At one point I was hoping to fit the whole thing inside the plug going to the keyboard, but there was no way that'd be happening now. The most abundant plastic containers I have are film canisters, which would be fine, although not as pretty as having it all within the jack... I drilled a few holes in the lid of a canister and started assembling on it. I made the lead going to the jack quite short, as it can be extended with an ordinary headphone cable.

The op amp is suspended between various bits of thin wire

By adjusting the trimpot on top, you can very finely control the threshold pressure for it to leave zero.

The ports on the sensor stick out and I wrapped them in heatshrink to secure it. The heatshrink is an easy way of making the ports big enough for my silicone tubing to be a push-fit.

Pressure sensor mounted to canister lid, other parts floating on wires

The red one is the port to connect to. I suppose there's nothing stopping you connecting to the black one and controlling it via suction.

The finished breath controller circuit in the enclosure

I'm actually really pleased with this - it wasn't so hard after all. In fact if you go for an op-amp in an ordinary-sized package then this is quite straight forward. I don't have a real BC3a to compare it to, but it behaves as well as I could have hoped.

At the moment I'm using it just with one metre of tube and, temporarily, a little piece of stainless pipe as a mouthpiece. When I get hold of a suitable lump of plastic maybe I'll create a deluxe mouthpiece on my lathe.
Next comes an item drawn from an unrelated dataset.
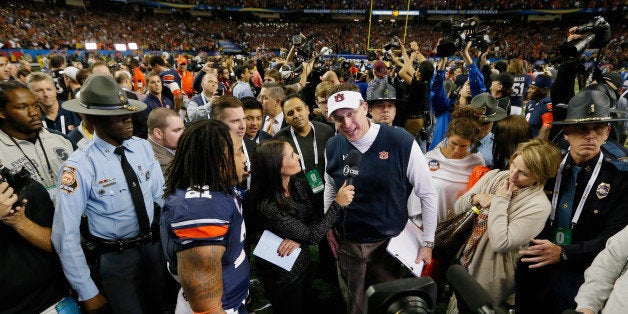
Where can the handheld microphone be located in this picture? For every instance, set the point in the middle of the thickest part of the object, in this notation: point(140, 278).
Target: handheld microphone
point(352, 163)
point(469, 291)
Or, perhaps I should make a headset-style device to connect it to, like the real BC3a. I am unable to notice the effect of the length of the pipe, so it's probably sufficient to build a hollow headset that just extends the tube. Otherwise you could mount the sensor on the headset and extend the wire with an audio cable. The possibilities.

Breath controller circuit in a film canister, with flexible tube leading to a metal mouthpiece

Marvellous. Total cost, maybe £20. Now, on to create breath-controlled patches for my Reverse Oscilloscope!

Update: I've now connected the mouthpiece and tube from my melodica to this. I'm not sure why I didn't think of doing that sooner. It's far more comfortable, and with a deliberate leak it makes it much easier to articulate the flow. You can buy replacement melodica/pianica mouthpieces for very cheap, so if you don't have one I would strongly recommend it.